6.1. In view of the above clarification the view taken by the Adjudicating authority is not correct that appellant was not entitled to revise the classification to Works Contract Services.  The first show cause notice dated 22.10.2008 and its corrigendum dated 29.09.2009, were mainly targeted to deny the benefit of Composition Scheme to the appellant and to determine the taxable value as per Rule 2A of the Service Tax (Determination of Value) Rules, 2006 read with section 67 of he Finance Act, 1994.  The provisions of Rule 2A and Composition Scheme deal only with the Works Contract Service under Section 65 (105) (zzzza).  There was thus no doubt in the authority issuing show cause notice dated 22.10.2008 and its corrigendum dated 29.09.2009 that the classification of the services being dealt was Works Contract Services  with effect from 01.7.2006.  This fact was confirmed by CBEC by issuing circular dated 24.08.2010.  Therefore, demanding a duty of Rs. 20,53,91.319 on Commercial or Industrial Construction Services/ Construction of Complex Services and denying the benefit of Notification No. 1/2006-ST dated 01.3.2006 is totally a new and different ground than what was being taken in the original show cause notice dated 22.10.2008, where classification of the service provided was not doubted at all.  The judgments relied upon by the Revenue that the changes proposed were only mathematical corrections or facts available at the time of issue of show cause notice dated 22.10.2008, are thus not applicable to the facts of the present proceedings. The Addendum dated 29.09.2009 and its further corrigendum dated 17.05.2010, therefore, fails as the same has changed the entire basis of the first show cause notice dated 22.10.2008.  Having said that it is further observed that Addendum dated 14.12.2009 has not been issued in suppression of the first show cause notice dated 22.10.208, therefore the first show cause notice dated 22.10.2008 and its corrigendum dated 29.09.2009 survive.

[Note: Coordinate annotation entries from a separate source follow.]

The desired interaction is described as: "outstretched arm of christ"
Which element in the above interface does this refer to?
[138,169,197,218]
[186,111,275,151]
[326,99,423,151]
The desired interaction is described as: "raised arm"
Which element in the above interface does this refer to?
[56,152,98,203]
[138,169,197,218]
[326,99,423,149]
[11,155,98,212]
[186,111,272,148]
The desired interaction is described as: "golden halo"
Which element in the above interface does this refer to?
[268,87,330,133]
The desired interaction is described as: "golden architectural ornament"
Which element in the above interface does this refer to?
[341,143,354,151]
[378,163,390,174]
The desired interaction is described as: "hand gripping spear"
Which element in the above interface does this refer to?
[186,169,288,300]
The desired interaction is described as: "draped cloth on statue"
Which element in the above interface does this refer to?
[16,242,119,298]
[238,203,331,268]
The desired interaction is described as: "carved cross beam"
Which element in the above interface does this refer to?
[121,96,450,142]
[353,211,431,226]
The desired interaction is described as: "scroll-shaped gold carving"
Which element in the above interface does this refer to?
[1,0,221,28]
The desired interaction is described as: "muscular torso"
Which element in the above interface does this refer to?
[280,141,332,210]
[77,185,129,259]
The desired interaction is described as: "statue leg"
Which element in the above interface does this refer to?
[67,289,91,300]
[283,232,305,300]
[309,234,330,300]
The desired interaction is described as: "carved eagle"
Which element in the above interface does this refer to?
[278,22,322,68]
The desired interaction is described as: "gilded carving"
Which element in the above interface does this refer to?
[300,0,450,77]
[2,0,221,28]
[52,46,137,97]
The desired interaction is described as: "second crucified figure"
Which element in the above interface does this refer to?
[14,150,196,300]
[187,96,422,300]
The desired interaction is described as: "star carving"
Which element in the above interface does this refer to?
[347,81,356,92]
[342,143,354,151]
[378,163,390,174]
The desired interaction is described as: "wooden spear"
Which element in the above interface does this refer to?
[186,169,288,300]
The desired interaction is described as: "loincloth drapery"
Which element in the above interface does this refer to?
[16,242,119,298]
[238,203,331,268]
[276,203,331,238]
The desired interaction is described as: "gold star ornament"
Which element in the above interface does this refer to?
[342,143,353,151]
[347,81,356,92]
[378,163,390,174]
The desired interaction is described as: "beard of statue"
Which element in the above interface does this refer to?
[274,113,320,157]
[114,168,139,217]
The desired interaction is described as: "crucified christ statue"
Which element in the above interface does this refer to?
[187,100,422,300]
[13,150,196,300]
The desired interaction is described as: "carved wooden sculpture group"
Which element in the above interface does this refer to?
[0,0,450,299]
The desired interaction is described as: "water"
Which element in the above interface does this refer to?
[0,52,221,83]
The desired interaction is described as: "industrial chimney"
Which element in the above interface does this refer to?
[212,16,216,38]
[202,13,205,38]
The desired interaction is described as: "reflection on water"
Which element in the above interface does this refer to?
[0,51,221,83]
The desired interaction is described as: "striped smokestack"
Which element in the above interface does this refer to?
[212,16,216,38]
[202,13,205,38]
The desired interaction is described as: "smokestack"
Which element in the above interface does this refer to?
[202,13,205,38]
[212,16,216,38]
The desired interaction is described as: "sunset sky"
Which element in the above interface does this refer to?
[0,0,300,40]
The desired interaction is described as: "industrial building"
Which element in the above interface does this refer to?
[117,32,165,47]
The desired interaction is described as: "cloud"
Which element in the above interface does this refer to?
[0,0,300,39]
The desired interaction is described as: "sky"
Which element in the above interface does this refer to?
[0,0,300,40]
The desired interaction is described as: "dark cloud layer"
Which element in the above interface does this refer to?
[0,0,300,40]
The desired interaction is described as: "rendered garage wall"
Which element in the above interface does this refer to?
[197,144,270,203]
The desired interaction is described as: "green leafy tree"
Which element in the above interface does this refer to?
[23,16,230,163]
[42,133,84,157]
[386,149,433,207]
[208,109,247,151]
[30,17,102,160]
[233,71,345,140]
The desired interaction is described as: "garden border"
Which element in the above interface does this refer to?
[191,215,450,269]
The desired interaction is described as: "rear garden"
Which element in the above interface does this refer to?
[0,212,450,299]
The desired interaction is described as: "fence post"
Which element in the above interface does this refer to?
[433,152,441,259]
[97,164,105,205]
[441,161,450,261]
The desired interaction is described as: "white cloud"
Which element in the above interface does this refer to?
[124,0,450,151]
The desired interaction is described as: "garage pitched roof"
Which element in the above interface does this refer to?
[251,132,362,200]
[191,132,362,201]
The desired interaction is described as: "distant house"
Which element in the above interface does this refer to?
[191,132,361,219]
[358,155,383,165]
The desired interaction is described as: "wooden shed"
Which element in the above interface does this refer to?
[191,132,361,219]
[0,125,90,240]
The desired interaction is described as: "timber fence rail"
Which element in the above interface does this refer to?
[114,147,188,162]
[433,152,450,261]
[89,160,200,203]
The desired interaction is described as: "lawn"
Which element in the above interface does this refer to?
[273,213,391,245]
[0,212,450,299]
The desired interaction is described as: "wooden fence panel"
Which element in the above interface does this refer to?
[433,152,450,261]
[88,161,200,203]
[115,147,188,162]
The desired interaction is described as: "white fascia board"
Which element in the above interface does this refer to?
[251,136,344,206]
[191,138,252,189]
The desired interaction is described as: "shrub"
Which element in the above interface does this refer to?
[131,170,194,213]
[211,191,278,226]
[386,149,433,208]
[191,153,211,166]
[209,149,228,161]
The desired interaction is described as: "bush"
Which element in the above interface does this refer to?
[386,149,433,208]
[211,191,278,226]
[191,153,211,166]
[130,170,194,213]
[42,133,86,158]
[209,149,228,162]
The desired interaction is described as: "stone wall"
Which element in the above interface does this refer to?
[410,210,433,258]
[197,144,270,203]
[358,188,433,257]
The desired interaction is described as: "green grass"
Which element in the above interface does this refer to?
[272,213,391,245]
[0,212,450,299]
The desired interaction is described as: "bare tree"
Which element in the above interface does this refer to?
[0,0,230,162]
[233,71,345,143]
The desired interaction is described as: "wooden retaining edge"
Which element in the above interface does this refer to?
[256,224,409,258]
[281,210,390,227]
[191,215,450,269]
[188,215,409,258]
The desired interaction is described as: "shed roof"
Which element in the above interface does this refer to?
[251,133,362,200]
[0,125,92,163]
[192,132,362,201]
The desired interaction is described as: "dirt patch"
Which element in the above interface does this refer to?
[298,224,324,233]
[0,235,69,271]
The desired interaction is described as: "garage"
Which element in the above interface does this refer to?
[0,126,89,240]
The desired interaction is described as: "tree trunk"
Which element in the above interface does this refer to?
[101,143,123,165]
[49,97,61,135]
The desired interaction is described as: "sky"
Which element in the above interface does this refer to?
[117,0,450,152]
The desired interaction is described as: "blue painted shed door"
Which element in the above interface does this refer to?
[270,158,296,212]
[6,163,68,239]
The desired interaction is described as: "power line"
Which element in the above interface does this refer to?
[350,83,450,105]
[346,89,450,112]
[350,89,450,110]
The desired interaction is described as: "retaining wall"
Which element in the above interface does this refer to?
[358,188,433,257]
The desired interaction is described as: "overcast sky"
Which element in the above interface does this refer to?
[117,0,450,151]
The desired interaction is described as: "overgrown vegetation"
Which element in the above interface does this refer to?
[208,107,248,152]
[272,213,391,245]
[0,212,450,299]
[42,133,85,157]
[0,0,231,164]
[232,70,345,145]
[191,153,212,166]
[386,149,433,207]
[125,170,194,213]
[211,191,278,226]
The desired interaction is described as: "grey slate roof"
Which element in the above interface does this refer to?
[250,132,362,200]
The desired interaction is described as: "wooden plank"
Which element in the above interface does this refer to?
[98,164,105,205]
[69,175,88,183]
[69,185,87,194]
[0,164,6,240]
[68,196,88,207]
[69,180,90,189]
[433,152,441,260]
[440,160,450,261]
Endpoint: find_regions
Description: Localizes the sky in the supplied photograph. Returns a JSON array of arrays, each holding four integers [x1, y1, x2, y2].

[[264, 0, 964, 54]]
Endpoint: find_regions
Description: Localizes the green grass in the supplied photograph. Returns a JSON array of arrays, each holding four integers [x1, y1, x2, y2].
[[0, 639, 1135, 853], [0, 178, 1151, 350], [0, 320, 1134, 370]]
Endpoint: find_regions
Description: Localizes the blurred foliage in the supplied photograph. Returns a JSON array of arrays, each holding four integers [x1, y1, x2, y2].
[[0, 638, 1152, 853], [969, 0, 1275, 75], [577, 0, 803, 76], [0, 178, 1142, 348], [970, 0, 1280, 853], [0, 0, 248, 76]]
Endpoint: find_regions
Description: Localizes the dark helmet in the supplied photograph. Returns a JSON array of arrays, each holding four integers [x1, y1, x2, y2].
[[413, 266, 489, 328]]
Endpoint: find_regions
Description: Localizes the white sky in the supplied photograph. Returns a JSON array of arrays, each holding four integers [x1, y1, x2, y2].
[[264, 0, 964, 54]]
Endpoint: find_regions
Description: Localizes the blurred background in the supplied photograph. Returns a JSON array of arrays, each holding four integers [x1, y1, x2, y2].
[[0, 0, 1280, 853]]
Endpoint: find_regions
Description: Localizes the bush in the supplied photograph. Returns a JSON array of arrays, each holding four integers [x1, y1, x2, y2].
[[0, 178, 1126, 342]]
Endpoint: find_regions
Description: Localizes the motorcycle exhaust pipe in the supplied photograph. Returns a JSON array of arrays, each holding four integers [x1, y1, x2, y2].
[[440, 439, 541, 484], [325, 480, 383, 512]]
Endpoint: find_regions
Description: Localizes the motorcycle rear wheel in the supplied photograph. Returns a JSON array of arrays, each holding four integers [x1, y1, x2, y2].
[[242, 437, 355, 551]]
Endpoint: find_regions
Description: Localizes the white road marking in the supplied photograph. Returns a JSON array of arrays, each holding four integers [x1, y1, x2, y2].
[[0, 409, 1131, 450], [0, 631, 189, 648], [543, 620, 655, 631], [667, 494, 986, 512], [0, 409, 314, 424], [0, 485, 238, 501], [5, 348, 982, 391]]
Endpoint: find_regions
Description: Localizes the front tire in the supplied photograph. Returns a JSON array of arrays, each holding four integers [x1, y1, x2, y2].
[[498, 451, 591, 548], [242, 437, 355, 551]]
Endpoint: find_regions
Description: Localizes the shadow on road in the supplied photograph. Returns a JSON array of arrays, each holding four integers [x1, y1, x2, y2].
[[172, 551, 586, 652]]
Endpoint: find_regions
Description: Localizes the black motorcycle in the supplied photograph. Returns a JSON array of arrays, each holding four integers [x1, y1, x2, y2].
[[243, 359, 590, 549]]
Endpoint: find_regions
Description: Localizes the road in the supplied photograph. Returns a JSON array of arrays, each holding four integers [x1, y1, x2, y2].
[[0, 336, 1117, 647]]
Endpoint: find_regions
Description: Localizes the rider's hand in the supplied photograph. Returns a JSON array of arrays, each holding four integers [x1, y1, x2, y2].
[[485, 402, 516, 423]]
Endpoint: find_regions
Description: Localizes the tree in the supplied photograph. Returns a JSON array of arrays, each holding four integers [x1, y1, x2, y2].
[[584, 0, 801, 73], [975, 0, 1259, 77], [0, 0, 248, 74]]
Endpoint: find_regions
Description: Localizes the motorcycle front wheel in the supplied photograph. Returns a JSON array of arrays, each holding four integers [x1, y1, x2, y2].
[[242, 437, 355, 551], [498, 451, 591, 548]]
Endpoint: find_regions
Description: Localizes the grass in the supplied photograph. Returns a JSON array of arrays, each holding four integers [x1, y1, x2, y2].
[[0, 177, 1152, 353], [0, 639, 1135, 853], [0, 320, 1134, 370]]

6.2.The issue of admissibility of composition scheme for ongoing Works Contracts as on 01.6.2007 has since been decided by Honble Apex Court in the case of Nagarjuna Construction Company Limited vs. GOI [2012 (28) STR 561 (SC) which was not available before the Adjudicating authority at the time of passing the adjudication order in 2010. Secondly Adjudicating authority has not considered Para 2 of the CBEC Circular No.128/10/2010-ST dated 24.08.2010 which is binding on the filed formations. Further the issue of free supply of goods/ sale of goods in a works contract and its inclusion in the assessable value, is required to be examined in the light of judicial pronouncement of Delhi High Court in the case of G.D. Builders vs. UOI [2013 (32) STR 673 (Del.)], read with Rule -2A of the Service Tax (Determination of Value) Rules, 2006.  In the light of these observations and in the interest of justice, therefore, the matter is required to be remanded back to the Adjudicating authority to decide the cases afresh in de-novo proceedings by affording an opportunity of personal hearing to the appellant to explain their stand.

7. In view of the above observations, appeals filed by the appellants are allowed, to the extent indicated hereinabove, by way of remand to the Adjudicating authority.